September 1, 2005
Ain't no funny here.
Ya'll know it's a bad sign when you're stopping in to get gas and the price is rising before your very eyes. In the ten minutes I was at this filling station, gas went up thirty cents.
But whatever! I take the bus, I'm dry and got plenty of food and wine, and I hugged my cats all night (even though Bob is at that age where he's embarrassed of his mom) (ya'll know).
Listen, I've tried to keep it funny and light for the past few days, slipping in a little reference here and there to the news, but I'm all out of funny. I've got desperate frustration in my bones. All the hours at my job seem pointless, i.e. "I'm making another logo for blah blah blah ... WHO CARES and WHY AM I HERE?"
AND I STILL HAVE NOT DONE LAUNDRY.
It was like this after 9/11, too, I wanted to quit my job and run off and join the Red Cross or volunteer for FEMA or the humane society. (By the way, my laundry has nothing to do with disasters, unless you consider all of it being DIRTY and possibly SMELLY a disaster) (which I do not) but anyway, all I can think of is how I want to wear khaki and save people!

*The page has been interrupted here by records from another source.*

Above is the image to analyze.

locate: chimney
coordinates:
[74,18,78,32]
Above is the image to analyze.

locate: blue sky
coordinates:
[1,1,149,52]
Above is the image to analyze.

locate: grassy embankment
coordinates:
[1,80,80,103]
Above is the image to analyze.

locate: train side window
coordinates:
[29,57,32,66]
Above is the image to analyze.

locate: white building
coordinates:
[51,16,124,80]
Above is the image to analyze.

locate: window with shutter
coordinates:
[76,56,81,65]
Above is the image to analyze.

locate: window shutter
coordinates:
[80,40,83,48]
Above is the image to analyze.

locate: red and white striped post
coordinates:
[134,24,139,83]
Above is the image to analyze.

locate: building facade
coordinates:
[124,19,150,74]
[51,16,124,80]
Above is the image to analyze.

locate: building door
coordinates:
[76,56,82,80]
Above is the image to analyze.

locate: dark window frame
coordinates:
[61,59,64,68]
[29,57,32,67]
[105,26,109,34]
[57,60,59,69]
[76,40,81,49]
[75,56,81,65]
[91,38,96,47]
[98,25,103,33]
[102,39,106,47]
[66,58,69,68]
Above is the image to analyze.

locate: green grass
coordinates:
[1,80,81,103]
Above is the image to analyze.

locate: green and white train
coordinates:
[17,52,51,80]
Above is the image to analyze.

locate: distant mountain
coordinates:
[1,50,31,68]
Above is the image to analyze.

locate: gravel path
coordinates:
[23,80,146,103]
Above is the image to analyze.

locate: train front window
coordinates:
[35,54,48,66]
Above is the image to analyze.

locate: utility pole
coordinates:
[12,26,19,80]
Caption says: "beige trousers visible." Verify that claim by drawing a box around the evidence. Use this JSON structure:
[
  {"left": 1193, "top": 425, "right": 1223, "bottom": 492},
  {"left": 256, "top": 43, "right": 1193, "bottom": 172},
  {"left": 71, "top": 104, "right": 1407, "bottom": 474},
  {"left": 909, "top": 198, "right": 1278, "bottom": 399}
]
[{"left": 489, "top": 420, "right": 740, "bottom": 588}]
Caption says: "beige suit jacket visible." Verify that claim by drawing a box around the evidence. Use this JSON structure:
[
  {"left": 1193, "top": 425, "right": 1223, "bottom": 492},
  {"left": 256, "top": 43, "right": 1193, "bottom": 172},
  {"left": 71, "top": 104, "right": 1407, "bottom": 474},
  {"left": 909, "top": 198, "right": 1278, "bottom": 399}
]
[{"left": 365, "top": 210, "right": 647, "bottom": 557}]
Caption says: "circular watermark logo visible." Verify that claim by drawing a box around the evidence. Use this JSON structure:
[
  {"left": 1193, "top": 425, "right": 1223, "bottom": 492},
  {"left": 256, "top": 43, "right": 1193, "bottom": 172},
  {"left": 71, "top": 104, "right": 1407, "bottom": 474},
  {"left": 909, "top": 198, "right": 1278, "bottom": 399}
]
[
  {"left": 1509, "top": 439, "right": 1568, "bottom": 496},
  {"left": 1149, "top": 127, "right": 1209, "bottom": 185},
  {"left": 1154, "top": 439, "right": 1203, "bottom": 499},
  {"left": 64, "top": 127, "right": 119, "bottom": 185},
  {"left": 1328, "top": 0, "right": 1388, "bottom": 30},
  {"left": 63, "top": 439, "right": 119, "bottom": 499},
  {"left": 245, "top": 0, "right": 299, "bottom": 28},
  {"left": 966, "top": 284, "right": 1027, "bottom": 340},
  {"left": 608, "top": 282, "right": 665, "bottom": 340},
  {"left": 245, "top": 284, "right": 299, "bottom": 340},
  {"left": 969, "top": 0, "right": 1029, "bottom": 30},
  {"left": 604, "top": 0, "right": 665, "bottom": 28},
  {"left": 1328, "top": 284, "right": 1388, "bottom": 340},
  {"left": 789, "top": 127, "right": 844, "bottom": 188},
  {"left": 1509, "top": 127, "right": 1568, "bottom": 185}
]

It's a restless, awful feeling like this is my country, dammit and I need to help out my people. Add that to my whole Southern thing, and right now I am a terrible mess. Terrible.
I don't know where Pete is, I know he stayed and weathered out the storm in his New Orleans home, south of the river. Stephanie is unsure if her house is gone, if her job is gone, but she's safe in Dallas with her family and she and her daughter are OK... but what? No job? No livelihood? No house? No ... anything? For months? How does one cope with nothingness for weeks and months? And where the hell is Peter?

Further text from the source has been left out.